Il pomo della discordia delle 35 ore
Battaglia tra dirigenti scolastici, revisori dei conti e personale sulla riduzione d'orario per gli Ata.

Contestata la possibilità che possa riguardare tutti i lavoratori

Sulle 35 ore di lavoro settimanali, invece di 36, è battaglia nelle scuole.
L'orario di lavoro del personale ausiliario, tecnico e amministrativo (Ata) può essere ridotto di un'ora, prevede il contratto, a determinate condizioni,però, sull'individuazione delle quali, non tutti sono d'accordo. È esemplare il caso del Veneto, dove è scoppiata una guerra tra sindacati, ufficio scolastico regionale, istituti scolastici e revisori dei conti: a colpi di note, richiami, articoli di contratto, verbali di revisori, minacce di deferimenti alla Corte dei conti, presieduta da Tullio Lazzaro e di sanzioni pecuniarie. Ad accendere la miccia, a una situazione mai sopita, una nota dell'ufficio scolastico regionale del Veneto del 4 maggio scorso, contestata dai tre segretari regionali dei sindacati scuola di Cgil, Cisl e Uil con una lettera del 16 successivo.

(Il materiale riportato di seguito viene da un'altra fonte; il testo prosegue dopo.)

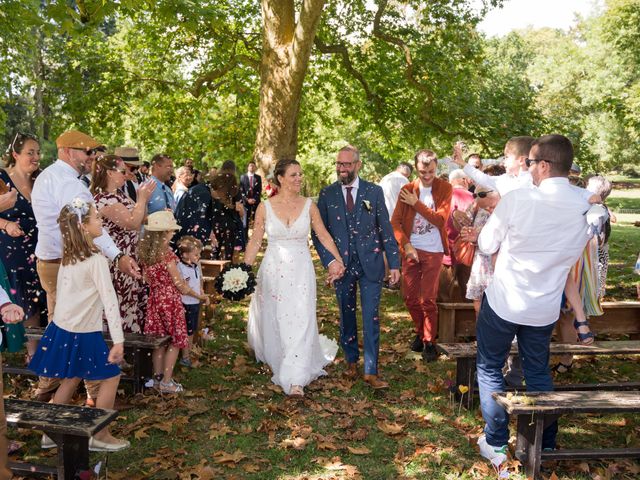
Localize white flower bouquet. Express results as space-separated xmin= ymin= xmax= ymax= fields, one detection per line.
xmin=215 ymin=263 xmax=256 ymax=301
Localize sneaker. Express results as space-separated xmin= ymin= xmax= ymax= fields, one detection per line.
xmin=478 ymin=435 xmax=508 ymax=468
xmin=40 ymin=433 xmax=58 ymax=448
xmin=422 ymin=342 xmax=438 ymax=363
xmin=178 ymin=358 xmax=193 ymax=368
xmin=409 ymin=335 xmax=424 ymax=353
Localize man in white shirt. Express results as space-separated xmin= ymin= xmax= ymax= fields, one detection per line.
xmin=453 ymin=136 xmax=534 ymax=196
xmin=378 ymin=162 xmax=413 ymax=219
xmin=31 ymin=130 xmax=140 ymax=399
xmin=467 ymin=135 xmax=589 ymax=464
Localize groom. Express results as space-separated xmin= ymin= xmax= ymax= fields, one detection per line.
xmin=313 ymin=145 xmax=400 ymax=389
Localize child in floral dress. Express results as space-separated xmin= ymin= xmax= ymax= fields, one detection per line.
xmin=138 ymin=210 xmax=198 ymax=393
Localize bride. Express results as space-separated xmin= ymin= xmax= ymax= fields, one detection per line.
xmin=244 ymin=160 xmax=344 ymax=396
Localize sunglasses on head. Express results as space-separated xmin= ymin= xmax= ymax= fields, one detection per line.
xmin=473 ymin=190 xmax=493 ymax=198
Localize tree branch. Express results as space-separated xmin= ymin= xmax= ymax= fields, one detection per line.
xmin=189 ymin=54 xmax=260 ymax=98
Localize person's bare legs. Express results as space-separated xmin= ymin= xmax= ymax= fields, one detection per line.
xmin=94 ymin=375 xmax=120 ymax=443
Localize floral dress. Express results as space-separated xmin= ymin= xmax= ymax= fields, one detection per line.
xmin=466 ymin=204 xmax=493 ymax=300
xmin=142 ymin=251 xmax=188 ymax=348
xmin=94 ymin=192 xmax=147 ymax=333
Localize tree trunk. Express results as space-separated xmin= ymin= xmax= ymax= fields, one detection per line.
xmin=253 ymin=0 xmax=325 ymax=172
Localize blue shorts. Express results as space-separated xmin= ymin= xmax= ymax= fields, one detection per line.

Chi ha diritto alla riduzione

L'art. 54 del contratto scuola del 23 luglio 2003 prevede che si possa ridurre di un'ora l'orario settimanale di lavoro del personale ´adibito a regimi di orario articolati su più turni o coinvolto in sistemi d'orario comportanti significative oscillazioni degli orari individuali (...), finalizzati all'ampliamento dei servizi all'utenza e/o comprendenti particolari gravosità' nelle istituzioni scolastiche educative, negli Istituti con annesse aziende agrarie, nelle scuole strutturate con orario di servizio giornaliero superiore alle dieci ore per almeno tre giorni alla settimana. Il contratto integrativo di ciascuna istituzione scolastica deve definire ´il numero, la tipologia e quant'altro necessario ad individuare il personale' destinatario della riduzione.

La nota del Veneto

L'Usr Veneto, constatato che dei revisori segnalano la non uniforme applicazione dell'art. 54 del contratto, richiama una nota del ministero dell'economia del 6 giugno 2006, che, preoccupato di indebite generalizzazioni, circoscriverebbe gli ambiti applicativi della norma, e ricorda che spetta ai revisori la vigilanza sulla legittimità, regolarità e correttezza dell'azione amministrativa. L'ufficio scolastico regionale aggiunge, con disinvolta ridondanza, che ´la compatibilità finanziaria della contrattazione d'istituto, ove sussistente, dovrà comunque essere certificata dai revisori'.Il punto che sembra aver irritato i sindacati è proprio questo. Ai revisori spetta la certificazione della compatibilità finanziaria della contrattazione, quando sono in discussione i fondi assegnati a ciascun istituto scolastico, ma la riduzione dell'orario di lavoro del personale Ata non comporta oneri finanziari. E dunque non necessita di alcuna certificazione.Invece, sembrerebbe che siano stati bloccati vari contratti d'istituto, perché ritenuti irregolari dai revisori, ancorché non richiedessero l'impiego di risorse economiche.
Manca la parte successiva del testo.